CAPS and TMF - A Look Back
It was just over 4 years ago that I was invited to participate in the beta version of CAPS. Being an anniversay or sorts, that calls for a look back.
I didn't jump at it right away, but once I did give it some consideration, I was very much intrigued by the potential for this user-based network of stock rating / recommendations. I'm a big believer in what Alvin Toffler terms prosumerism i.e. making your customers act at least partly as employees, and TMF clearly always embraced that concept, and took it up a notch with CAPS. So I made some picks and became an active participant on the beta test / suggestion board.
I decided right away that I was going to do something a bit different with CAPS. It pitched itself early on as a game of sorts, and that didn't interest me all that much. I was doing some (very little) writing at the time for TMF in and around biotech / healthcare. Basically, I was providing some coverage of industry news, and offering an opinion or two on the companies and that news based as much as possible on my industry perspective (I still do that, but on subscriber message boards as a home coverage Fool). I recall at the time appreciating the faith TMF showed in having me offer up that opinion, but while I was comfortable being opinionated, I was a tad insecure as to whether I really knew what I was talking about (and don't even get me started over concern related to writing ability .. blessings on all the Fool editors). Applying industry experience to investing and company analysis can make sense and be profitable, but I well knew that it was loaded with psychological traps and inherent biases as well. For example most scientists I know (and hang with) completely fail to appreciate business considerations.

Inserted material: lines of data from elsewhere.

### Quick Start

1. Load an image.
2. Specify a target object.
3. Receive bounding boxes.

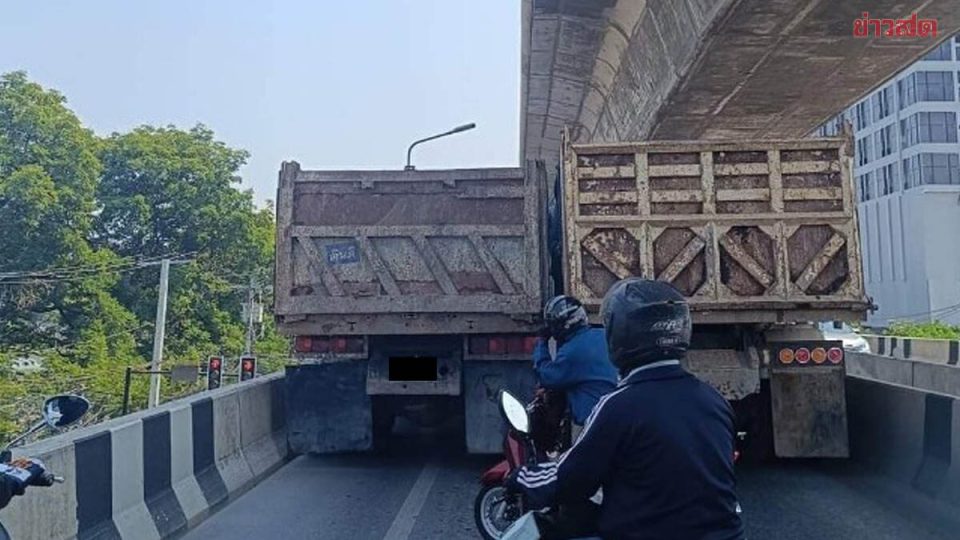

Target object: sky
[0,0,520,203]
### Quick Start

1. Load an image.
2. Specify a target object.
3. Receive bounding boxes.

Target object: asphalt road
[186,430,960,540]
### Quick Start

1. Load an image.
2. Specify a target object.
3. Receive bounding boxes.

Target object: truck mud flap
[284,360,373,454]
[770,342,850,458]
[463,360,536,454]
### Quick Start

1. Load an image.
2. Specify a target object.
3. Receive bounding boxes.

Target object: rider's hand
[10,458,47,486]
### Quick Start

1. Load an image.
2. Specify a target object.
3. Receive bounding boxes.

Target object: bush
[885,321,960,339]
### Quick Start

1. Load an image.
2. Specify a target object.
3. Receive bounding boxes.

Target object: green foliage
[0,72,289,437]
[886,321,960,339]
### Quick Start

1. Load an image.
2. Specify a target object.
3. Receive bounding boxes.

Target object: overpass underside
[521,0,960,161]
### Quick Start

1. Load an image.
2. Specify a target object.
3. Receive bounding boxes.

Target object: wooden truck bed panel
[563,133,868,322]
[276,163,544,334]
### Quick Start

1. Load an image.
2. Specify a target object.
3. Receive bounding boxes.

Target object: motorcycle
[473,390,537,540]
[474,390,747,540]
[0,394,90,540]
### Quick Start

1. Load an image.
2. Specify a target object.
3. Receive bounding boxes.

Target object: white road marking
[383,463,439,540]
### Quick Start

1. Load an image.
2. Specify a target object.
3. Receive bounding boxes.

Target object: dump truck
[274,162,547,452]
[275,130,870,457]
[559,131,871,457]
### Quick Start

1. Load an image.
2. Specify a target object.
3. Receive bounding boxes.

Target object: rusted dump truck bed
[275,162,544,334]
[563,133,868,323]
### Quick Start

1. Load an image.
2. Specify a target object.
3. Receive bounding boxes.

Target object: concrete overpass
[521,0,960,161]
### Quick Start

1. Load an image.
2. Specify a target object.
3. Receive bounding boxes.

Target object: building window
[897,71,956,109]
[922,40,953,60]
[857,99,870,130]
[873,124,895,159]
[877,163,897,197]
[920,154,960,184]
[857,173,873,202]
[903,156,920,190]
[900,112,957,148]
[873,86,893,121]
[856,135,873,166]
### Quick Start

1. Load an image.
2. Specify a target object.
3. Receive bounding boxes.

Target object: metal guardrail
[863,335,960,366]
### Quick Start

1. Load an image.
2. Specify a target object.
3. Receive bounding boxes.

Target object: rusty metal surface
[683,348,760,401]
[275,162,546,334]
[563,132,867,323]
[770,364,850,458]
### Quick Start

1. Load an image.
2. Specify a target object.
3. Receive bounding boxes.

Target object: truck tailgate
[276,162,543,334]
[563,133,868,323]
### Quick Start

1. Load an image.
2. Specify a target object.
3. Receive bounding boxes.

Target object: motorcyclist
[0,458,53,509]
[533,295,617,436]
[510,278,744,540]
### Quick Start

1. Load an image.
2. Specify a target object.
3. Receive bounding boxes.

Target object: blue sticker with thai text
[326,242,360,264]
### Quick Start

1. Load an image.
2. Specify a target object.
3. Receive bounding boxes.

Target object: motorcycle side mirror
[500,390,530,434]
[43,394,90,429]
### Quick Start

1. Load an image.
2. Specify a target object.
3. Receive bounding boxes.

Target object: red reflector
[507,336,523,355]
[294,336,313,352]
[469,337,490,354]
[347,337,363,353]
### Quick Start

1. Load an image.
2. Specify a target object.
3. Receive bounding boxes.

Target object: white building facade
[818,35,960,326]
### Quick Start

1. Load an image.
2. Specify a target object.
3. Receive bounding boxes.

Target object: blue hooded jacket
[533,328,617,425]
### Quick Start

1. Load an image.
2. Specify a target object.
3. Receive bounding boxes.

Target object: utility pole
[245,275,256,354]
[147,259,170,408]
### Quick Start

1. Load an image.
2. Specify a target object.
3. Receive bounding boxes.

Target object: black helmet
[543,294,589,341]
[601,277,692,375]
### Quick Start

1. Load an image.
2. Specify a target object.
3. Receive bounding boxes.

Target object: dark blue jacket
[533,328,617,425]
[513,360,743,540]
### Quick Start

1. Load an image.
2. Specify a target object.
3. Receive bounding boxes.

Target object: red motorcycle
[473,390,570,540]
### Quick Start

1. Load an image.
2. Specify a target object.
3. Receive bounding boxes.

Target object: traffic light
[240,356,257,381]
[207,356,223,390]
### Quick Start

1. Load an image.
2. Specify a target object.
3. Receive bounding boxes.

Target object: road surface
[186,428,960,540]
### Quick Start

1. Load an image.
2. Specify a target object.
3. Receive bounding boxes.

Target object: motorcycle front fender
[480,460,510,486]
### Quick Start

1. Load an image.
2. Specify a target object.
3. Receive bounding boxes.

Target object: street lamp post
[403,122,477,171]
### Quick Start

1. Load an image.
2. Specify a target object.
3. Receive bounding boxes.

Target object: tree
[94,125,274,359]
[0,72,132,352]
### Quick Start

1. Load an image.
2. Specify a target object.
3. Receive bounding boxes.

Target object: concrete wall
[858,188,960,326]
[0,374,288,540]
[863,335,960,366]
[847,378,960,505]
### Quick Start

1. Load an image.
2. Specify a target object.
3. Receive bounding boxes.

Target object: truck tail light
[293,336,313,352]
[467,335,537,357]
[294,336,364,354]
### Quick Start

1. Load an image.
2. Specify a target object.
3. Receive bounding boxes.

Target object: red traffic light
[240,356,257,381]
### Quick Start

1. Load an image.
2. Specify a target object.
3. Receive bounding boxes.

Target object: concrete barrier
[0,374,289,540]
[846,353,960,397]
[863,335,960,366]
[847,377,960,505]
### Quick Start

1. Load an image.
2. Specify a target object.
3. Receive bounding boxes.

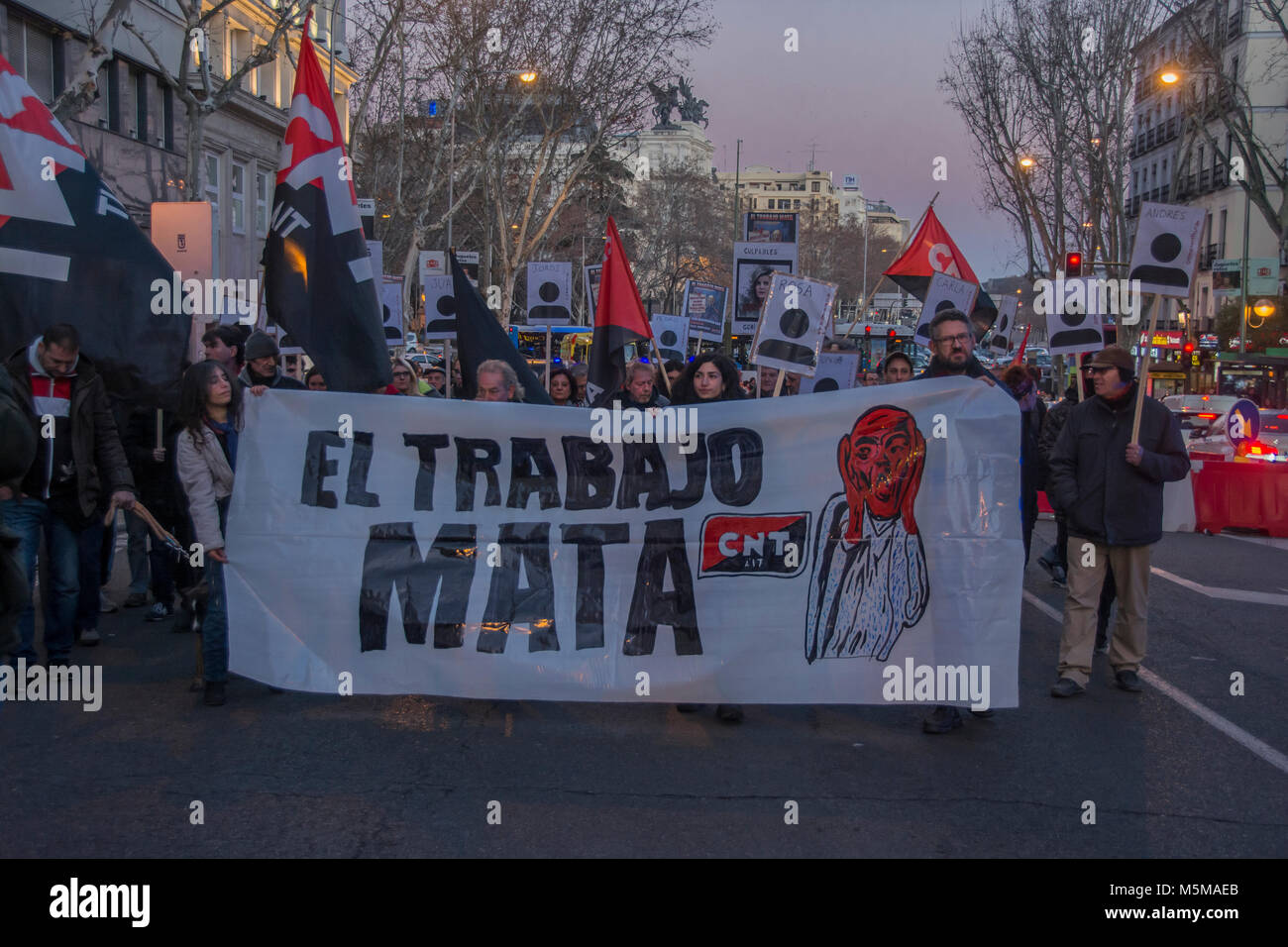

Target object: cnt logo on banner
[802,352,859,394]
[988,296,1020,352]
[224,377,1024,707]
[528,263,572,326]
[1127,204,1207,297]
[649,313,690,364]
[751,273,836,376]
[733,243,796,335]
[913,273,979,347]
[682,279,729,342]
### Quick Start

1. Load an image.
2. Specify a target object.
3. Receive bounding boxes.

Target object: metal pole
[447,72,461,246]
[1239,181,1252,356]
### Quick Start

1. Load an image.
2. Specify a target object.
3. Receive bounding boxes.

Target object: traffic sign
[1225,398,1261,451]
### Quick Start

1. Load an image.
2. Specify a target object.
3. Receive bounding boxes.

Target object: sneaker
[1115,672,1143,693]
[921,707,962,733]
[143,601,174,621]
[716,703,742,723]
[1051,678,1087,697]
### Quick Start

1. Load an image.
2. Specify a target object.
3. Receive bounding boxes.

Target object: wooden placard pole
[1128,292,1163,445]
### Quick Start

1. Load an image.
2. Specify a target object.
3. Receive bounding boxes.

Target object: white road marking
[1149,566,1288,605]
[1024,588,1288,773]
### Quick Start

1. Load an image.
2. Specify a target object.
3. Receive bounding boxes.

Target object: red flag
[265,12,390,391]
[885,207,997,339]
[587,217,653,402]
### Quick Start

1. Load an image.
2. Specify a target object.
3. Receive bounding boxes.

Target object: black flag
[448,252,554,404]
[265,10,393,391]
[0,56,190,401]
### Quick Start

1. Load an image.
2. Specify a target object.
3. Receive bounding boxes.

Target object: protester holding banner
[175,362,265,707]
[549,366,577,407]
[237,331,304,394]
[1050,346,1190,697]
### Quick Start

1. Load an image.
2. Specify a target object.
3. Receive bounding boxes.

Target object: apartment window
[206,152,220,275]
[161,85,174,151]
[8,16,61,104]
[134,72,150,142]
[228,161,246,233]
[255,171,269,237]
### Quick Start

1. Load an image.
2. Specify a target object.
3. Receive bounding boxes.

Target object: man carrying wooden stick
[1047,346,1190,697]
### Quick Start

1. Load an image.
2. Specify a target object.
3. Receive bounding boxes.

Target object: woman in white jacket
[175,362,254,707]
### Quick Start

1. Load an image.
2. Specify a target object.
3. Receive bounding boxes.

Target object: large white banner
[226,378,1024,707]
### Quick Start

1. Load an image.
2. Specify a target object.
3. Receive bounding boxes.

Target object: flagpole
[841,191,939,339]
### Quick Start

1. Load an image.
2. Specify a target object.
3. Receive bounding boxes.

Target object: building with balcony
[1126,0,1288,333]
[0,0,357,284]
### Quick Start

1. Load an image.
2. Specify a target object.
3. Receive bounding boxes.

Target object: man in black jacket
[1050,346,1190,697]
[0,323,134,665]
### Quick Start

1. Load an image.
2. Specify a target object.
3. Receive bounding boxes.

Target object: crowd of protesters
[0,309,1188,733]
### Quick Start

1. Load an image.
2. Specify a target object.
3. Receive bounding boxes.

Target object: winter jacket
[237,365,308,390]
[175,427,233,550]
[1047,382,1190,546]
[5,339,134,520]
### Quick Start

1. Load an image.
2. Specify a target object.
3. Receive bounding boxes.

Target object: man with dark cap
[1048,346,1190,697]
[237,331,304,390]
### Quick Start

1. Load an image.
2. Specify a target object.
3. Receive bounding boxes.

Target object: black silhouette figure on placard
[528,279,572,326]
[1127,233,1190,288]
[425,294,456,333]
[756,309,816,366]
[657,329,684,362]
[1047,296,1105,351]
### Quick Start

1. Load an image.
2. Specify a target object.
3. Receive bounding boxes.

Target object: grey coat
[175,428,233,550]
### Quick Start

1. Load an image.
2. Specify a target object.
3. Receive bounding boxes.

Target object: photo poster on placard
[581,263,604,326]
[649,313,690,364]
[380,275,407,348]
[913,273,979,348]
[733,243,798,335]
[751,273,836,377]
[528,261,572,326]
[802,352,859,394]
[1127,202,1207,297]
[682,279,729,342]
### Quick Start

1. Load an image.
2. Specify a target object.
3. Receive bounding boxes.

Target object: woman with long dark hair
[671,352,743,404]
[738,266,774,317]
[175,362,254,707]
[671,352,743,723]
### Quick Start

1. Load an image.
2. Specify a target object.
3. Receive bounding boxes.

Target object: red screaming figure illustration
[805,404,930,664]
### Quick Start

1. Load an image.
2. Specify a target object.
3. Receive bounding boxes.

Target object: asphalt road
[0,522,1288,858]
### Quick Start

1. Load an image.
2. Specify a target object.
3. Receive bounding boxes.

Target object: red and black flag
[265,10,391,391]
[587,217,653,404]
[0,56,189,401]
[448,250,554,404]
[885,207,997,339]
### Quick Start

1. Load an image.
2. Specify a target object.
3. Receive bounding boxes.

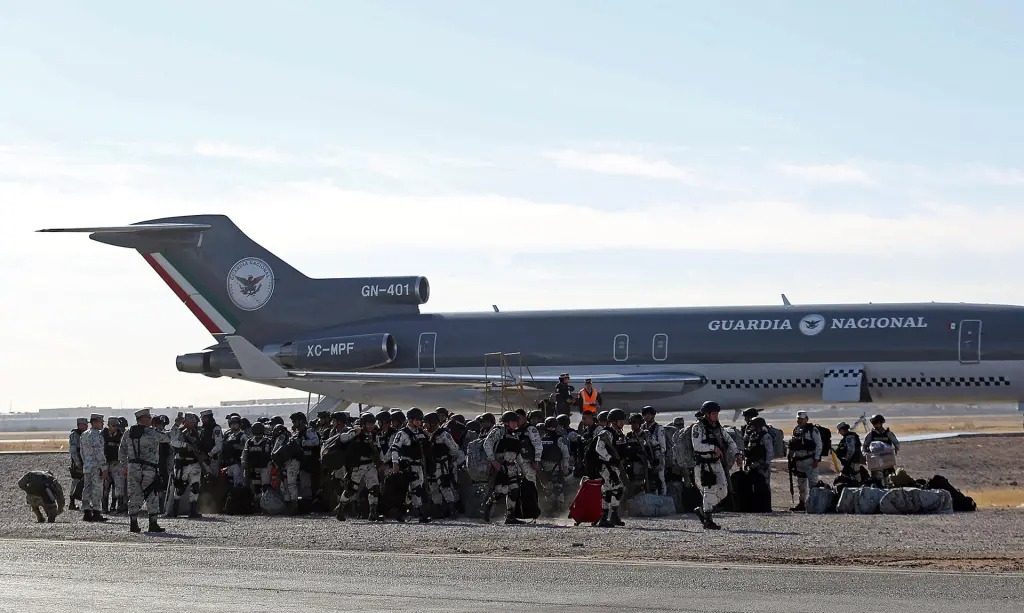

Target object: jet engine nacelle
[356,276,430,305]
[263,333,398,370]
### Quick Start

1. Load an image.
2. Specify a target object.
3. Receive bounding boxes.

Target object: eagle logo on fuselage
[799,314,825,337]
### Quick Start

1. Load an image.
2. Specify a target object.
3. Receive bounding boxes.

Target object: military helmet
[608,408,626,422]
[700,400,722,415]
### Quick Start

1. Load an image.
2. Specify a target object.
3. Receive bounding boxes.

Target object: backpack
[321,434,349,473]
[815,424,831,457]
[768,424,786,459]
[662,426,676,470]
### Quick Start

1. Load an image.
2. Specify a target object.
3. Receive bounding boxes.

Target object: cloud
[193,141,290,164]
[775,164,874,185]
[542,149,698,185]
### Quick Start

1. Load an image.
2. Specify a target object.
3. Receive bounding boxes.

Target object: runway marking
[0,537,1024,578]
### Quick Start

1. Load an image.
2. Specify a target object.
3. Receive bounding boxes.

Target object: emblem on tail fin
[227,258,273,311]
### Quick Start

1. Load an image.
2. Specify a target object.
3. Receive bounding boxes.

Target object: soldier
[389,406,430,524]
[337,412,381,522]
[102,418,127,513]
[68,418,89,511]
[588,408,626,528]
[242,422,273,499]
[17,471,65,524]
[540,414,575,515]
[555,373,575,415]
[640,405,669,496]
[743,418,775,513]
[168,412,207,519]
[285,411,319,513]
[690,400,742,530]
[480,410,523,525]
[199,408,224,475]
[790,410,823,512]
[220,415,249,487]
[79,413,111,522]
[118,408,170,532]
[836,422,864,483]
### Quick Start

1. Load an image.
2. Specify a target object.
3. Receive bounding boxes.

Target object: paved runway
[0,539,1024,613]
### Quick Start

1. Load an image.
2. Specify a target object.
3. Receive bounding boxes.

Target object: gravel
[6,439,1024,571]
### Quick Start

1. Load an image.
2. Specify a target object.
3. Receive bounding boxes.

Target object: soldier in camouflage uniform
[118,408,170,532]
[79,413,111,522]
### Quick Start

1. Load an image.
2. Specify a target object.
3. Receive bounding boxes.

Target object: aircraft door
[959,319,981,364]
[417,332,437,373]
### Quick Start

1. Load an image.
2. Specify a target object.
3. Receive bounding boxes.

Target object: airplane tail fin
[40,215,430,343]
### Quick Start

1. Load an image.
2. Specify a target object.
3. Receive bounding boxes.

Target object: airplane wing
[224,336,708,390]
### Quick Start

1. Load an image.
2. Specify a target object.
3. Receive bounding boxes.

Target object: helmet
[700,400,722,415]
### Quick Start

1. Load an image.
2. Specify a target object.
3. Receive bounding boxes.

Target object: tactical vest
[220,430,245,466]
[196,424,217,453]
[398,426,423,464]
[103,428,124,462]
[541,432,562,464]
[246,436,273,469]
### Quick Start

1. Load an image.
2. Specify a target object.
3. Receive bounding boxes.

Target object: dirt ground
[0,437,1024,572]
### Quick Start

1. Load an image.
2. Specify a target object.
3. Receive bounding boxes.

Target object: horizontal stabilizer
[36,223,212,234]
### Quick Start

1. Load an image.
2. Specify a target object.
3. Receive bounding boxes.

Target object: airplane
[39,215,1024,410]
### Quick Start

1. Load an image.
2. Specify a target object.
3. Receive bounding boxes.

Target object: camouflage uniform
[80,415,106,514]
[118,409,170,530]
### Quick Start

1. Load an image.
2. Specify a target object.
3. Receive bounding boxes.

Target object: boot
[611,509,626,526]
[146,515,167,532]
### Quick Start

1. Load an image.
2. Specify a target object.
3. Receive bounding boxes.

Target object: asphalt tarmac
[0,539,1024,613]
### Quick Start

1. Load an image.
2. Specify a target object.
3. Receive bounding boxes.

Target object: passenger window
[651,334,669,362]
[612,335,630,362]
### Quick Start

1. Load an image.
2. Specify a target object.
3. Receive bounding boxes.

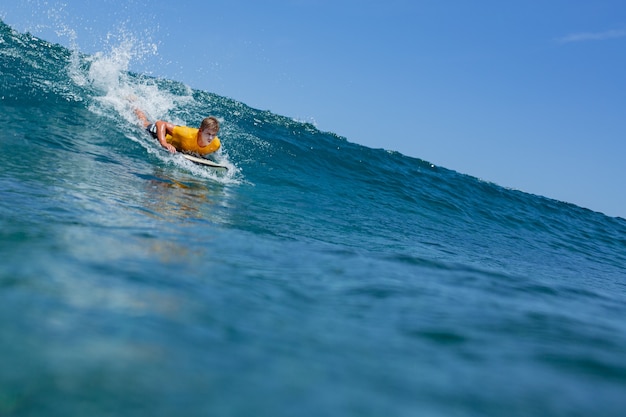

With CAPS, I saw a tool where I could measure myself and get a sense of whether my impressions on the companies within my area of expertise as investments were correct. So I made this a biotech-only CAPS protfolio right from the start. Immediately I appreciated (always knew this really) that what to me is biotech is really healthcare to everyone else. Most investors consider only smallish drug developing companies as biotech investments. I consider that to be a rediculously narrow opinion, and one that focuses on the least attractive industry segment for investing. Give me picks, shovels, and established dividend payers any day.
My initial picks in June of 2006 JNJ, Abbott, GlaxoSmithKline, Dr. Reddy's, Barr (since acquired by Teva), Celera, Invitrogen, Medtronic, and GE (as a healthcare play). Only 2 are still active from that original selection set, JNJ and Medtronic (which reminds me, I should re-up ABT .. done). I was only 50:50 with the closed pick (1 was closed green, but under +5). I was smart close a few, and others I should have let run for a time longer or at least revisited.
I did well with CAPS early, getting as high as #19 I think (less than 2000 players at the time), but then shot down to sub-20 beanie wearing status. It was a climb since that time, and one that really refined my ability to invest within that industry arena that I know and follow.
CAPS is a very good information and opinion gathering tool. It is a better tool, in my opinion, for testing and measuring oneself (over time), and building confidence in what and how one invests. Features like blogs, pitches, reply's and such are tremendously useful notebooking features for recording and adjusting ones opinion (I don't use them enough).
I'm not as active with CAPS as I once was (I again have other outlets for pontificating), but I would be better served as an individual investor if I was again. It has helped me gain that confidence and refine that ability that suspected I had, at least within this narrow realm. Now I just need to watch out for overconfidence.